No son “líos de faldas” o “ajustes de cuentas”, como señaló el ministro de Defensa, Luis Carlos Villegas; son actores armados que portan el miedo y la violencia como sus estandartes, y con estos han sabido concederles a las minorías un silencio imperante con el asesinato de sus portavoces.
Elegimos el olvido selectivo, los nombres arden en la opinión pública un par de semanas y luego se extinguen; los indígenas, los campesinos, los sindicalistas, los maestros o los afrocolombianos marchan una y otra vez en un círculo vicioso, intentando captar la atención de los 46 millones de personas que, irónicamente, ahora están pendientes de los movimientos de su próximo líder y representante ante el resto del mundo. Decidimos que es mejor no mirar atrás si queremos dormir tranquilos.
El apoyo a la restitución de tierras o a la erradicación y sustitución de cultivos ilícitos, la defensa de los derechos humanos, el sindicalismo o la simpatía con movimientos políticos de oposición, cualquiera de estas acciones es suficiente argumento para que, sin mediar palabra alguna, las balas vuelen con dirección a un líder social que segundos después engrosará las cifras de crímenes en el país.
Pero la muerte solo es una parte de todo el fenómeno que involucra amenazas, desplazamientos, secuestros y torturas. O peor aún, la sensación de estar muerto en vida que ahora embarga a muchos de los líderes sometidos a la persecución, a los panfletos debajo de la puerta y al temor por la integridad de sus familiares y amigos. Es el daño a nuestro imaginario colectivo, donde se ha asentado la idea de que las amenazas son una consecuencia natural del ejercicio de la defensa de los derechos humanos o de la oposición política.

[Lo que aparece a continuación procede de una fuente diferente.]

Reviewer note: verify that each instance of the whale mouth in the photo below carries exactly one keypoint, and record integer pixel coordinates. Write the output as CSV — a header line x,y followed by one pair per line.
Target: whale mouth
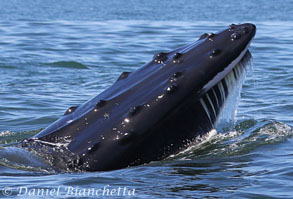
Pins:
x,y
214,99
150,113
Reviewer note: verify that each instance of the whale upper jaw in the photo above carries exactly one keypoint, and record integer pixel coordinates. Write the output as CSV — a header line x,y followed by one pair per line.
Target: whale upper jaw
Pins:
x,y
152,112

A pesar de todo, los colombianos seguimos sonriendo con el estómago tranquilo a la hora del almuerzo, mientras la televisión muestra el asesinato de otro líder social. Quizá dentro de tanta violencia e indiferencia, y después de tanta sangre derramada, una de las pocas cosas reconfortantes para nuestro país es que, a pesar de ser silenciada tantas veces, la cigarra sigue aquí, resucitando.
Aún hay voces que quieren demostrarnos que no todo está tan bien como parece; que es necesario admitir que el paramilitarismo no es un fantasma sino una realidad; que el narcotráfico y su influencia en el campo colombiano no se curarán únicamente con drones y glifosato; que no es normal que en departamentos como el Cauca, Chocó y Putumayo se asesine a quienes pretenden curar las negligencias del estado y mostrarle al resto del mundo nuestros problemas.
Lo necesario será no dejarnos silenciar más. La censura se acaba cuando tomamos acción y le demostramos a quién nos calla que no tenemos miedo, que nuestras convicciones de tener un país mejor son más fuertes que el sonido de sus fusiles, que aquí estamos y si caemos alguien más estará en nuestro lugar, brillando, contándole al resto del mundo la realidad que la política ha intentado minimizar.